Large projects generate lots of document. Set rules for what to keep and how to manage them.

Large projects can generate a lot of documents. I have been on a couple of projects that generated hundreds of documents over a two-year period. In each case, I needed to share much of this documentation with many other stakeholders in the organization. For these kinds of projects, you need to create a document repository. This repository can be managed with software tools, or you can have a simple folder/file structure on a shared directory.

If you're going to create a repository, you need to establish some rules and processes to protect the integrity of the stored documents. For example, all of your team members usually need full access to any of the documents that they create. However, you need to decide whether any team member can update documents created by other team members. In some projects this would be perfectly acceptable, while on other projects this would be considered a security breach.
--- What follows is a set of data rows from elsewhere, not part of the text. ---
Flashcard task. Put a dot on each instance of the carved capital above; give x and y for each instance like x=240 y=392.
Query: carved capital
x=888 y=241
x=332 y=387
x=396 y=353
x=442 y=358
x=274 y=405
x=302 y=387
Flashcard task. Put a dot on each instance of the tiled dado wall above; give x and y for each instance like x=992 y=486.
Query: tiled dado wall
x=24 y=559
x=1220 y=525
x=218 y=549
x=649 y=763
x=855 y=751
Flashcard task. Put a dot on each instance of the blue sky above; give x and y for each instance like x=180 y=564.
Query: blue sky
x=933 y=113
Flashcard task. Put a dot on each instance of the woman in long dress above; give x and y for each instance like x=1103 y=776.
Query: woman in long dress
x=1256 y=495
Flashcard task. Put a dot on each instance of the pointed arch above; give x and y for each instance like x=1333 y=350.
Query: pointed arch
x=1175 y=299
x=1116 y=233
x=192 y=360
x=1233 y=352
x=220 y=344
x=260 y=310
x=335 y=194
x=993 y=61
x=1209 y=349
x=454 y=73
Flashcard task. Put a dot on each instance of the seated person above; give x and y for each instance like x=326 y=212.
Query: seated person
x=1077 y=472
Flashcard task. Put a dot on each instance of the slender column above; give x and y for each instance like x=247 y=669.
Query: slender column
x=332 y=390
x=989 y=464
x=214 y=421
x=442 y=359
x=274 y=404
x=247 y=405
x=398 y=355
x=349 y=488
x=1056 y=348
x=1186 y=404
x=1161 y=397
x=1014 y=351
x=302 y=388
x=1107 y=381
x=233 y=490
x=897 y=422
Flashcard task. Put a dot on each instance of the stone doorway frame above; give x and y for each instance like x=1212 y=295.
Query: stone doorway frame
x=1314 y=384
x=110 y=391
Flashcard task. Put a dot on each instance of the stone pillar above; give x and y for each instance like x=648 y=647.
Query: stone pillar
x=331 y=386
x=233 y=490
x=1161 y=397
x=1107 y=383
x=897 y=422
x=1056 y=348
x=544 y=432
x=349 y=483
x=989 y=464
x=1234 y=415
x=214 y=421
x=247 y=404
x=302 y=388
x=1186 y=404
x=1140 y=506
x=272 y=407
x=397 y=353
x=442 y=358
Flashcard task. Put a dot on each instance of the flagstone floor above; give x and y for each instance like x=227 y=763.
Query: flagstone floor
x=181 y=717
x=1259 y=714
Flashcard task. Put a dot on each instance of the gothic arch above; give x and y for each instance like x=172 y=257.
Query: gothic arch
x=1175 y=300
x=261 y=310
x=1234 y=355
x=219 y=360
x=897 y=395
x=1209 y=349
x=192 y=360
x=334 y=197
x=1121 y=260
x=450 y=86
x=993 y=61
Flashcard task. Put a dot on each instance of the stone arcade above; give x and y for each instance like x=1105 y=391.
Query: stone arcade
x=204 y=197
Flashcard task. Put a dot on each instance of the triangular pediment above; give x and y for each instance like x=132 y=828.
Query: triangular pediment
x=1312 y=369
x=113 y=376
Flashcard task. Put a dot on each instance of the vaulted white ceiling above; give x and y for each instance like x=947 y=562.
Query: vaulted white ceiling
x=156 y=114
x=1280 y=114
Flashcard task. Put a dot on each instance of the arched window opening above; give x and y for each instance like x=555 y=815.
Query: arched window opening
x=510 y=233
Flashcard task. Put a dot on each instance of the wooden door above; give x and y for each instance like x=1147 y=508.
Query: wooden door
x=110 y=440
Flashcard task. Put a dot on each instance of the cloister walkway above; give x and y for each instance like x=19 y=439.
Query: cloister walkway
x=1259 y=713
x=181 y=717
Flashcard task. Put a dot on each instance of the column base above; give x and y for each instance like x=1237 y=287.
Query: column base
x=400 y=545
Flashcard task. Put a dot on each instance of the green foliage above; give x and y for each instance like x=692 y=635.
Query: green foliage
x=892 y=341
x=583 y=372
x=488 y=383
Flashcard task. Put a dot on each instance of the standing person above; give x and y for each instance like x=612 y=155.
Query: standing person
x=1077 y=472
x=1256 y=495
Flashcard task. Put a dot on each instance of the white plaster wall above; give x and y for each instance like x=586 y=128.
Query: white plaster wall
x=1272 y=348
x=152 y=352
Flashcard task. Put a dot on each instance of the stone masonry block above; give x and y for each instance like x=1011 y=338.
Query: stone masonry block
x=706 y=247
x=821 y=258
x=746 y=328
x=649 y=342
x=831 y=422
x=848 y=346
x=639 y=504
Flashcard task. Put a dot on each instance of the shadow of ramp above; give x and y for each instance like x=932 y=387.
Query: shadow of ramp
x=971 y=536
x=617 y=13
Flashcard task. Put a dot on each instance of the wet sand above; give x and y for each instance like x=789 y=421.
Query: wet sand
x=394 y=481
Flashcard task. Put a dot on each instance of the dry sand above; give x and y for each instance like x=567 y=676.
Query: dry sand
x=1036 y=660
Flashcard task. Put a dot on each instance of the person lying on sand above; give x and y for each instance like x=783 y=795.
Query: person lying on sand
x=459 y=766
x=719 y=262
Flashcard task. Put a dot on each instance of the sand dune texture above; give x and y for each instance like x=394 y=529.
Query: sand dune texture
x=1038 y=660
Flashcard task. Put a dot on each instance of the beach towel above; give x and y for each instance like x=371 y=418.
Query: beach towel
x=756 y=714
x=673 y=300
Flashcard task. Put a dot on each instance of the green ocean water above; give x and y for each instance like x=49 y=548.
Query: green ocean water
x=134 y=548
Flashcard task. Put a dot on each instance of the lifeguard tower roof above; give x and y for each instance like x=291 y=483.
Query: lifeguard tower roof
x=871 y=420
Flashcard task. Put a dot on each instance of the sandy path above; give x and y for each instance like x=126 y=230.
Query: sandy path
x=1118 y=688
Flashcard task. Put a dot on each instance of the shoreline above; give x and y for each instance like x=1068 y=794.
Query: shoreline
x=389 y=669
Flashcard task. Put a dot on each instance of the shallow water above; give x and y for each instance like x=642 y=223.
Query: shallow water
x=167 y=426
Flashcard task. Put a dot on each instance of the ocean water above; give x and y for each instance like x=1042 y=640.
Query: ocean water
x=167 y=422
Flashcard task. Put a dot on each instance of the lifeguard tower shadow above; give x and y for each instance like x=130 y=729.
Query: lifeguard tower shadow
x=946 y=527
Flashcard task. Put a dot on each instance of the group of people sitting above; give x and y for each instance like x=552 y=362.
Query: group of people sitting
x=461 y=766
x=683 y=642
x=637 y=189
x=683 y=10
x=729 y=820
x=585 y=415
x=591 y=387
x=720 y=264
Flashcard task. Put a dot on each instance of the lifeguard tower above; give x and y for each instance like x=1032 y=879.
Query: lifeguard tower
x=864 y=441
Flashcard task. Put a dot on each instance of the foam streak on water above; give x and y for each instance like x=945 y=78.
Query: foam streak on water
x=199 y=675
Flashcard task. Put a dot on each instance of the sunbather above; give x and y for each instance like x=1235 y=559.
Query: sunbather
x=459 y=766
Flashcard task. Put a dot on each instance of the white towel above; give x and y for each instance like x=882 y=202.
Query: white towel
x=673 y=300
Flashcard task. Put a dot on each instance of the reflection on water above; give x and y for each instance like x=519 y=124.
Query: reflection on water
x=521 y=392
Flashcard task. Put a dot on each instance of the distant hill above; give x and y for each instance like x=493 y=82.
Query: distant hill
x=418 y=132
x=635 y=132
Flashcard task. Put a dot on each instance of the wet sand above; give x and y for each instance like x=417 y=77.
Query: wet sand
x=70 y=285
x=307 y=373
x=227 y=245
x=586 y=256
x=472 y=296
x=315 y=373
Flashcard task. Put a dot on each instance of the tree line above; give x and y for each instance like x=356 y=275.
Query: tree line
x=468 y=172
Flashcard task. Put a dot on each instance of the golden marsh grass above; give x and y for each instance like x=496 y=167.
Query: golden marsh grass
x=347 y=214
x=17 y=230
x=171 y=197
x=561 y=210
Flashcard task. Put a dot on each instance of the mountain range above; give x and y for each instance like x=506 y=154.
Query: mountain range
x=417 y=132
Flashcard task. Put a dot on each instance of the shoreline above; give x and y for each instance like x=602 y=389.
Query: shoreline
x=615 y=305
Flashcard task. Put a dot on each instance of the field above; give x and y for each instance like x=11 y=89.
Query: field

You also should decide whether anyone on the team can add documents into your repository, or whether the update process will be handled by a person filling the role of a Librarian. Your first thought might be that having a central Librarian role to control updates to the document repository is an exercise in bureaucracy and overhead. However, the role might make sense.

In the large projects I mentioned earlier, it was important that the documents added to the repository reflected a consistent and high quality. We felt there would be a tendency for the overall quality of the repository to degrade if everyone had the ability to add, delete, and modify documents anywhere. Instead, a Librarian was established to control the process of adding documents. We used the following simple process.

  1. Team members submitted documents to the Librarian at the end of every phase and the end of each individual project. (Remember that we had a large program made up of many individual projects.) The team member completed a form that described the deliverable, the keywords, approval date, recommended storage location, etc.
  2. The Librarian ensured that the document was appropriate for the repository and that the document followed project standards. If the document was not appropriate, the librarian could decline to add the document to the repository.
  3. If the document was relevant and followed document standards, the Librarian placed it into the proper folder of the repository and updated any other required keyword information.

The Librarian was also responsible for the purging process. Purging old documents ensures that the information in the repository is relevant. For instance, weekly individual Status Reports may not be needed after three months. On the other hand, the Project Charter document is needed for the life of the project, even if it's 12 months old. During the project, the Librarian can periodically archive documents that are no longer relevant and purge the documents from the repository.

Don't be afraid to designate a Document Librarian for large projects. It's doesn't have to be a full-time position. It could be a role that only requires 10% of one person's time. However, if your project generates a lot of documents you certainly need some type of role and processes to ensure that the integrity of your documentation is protected.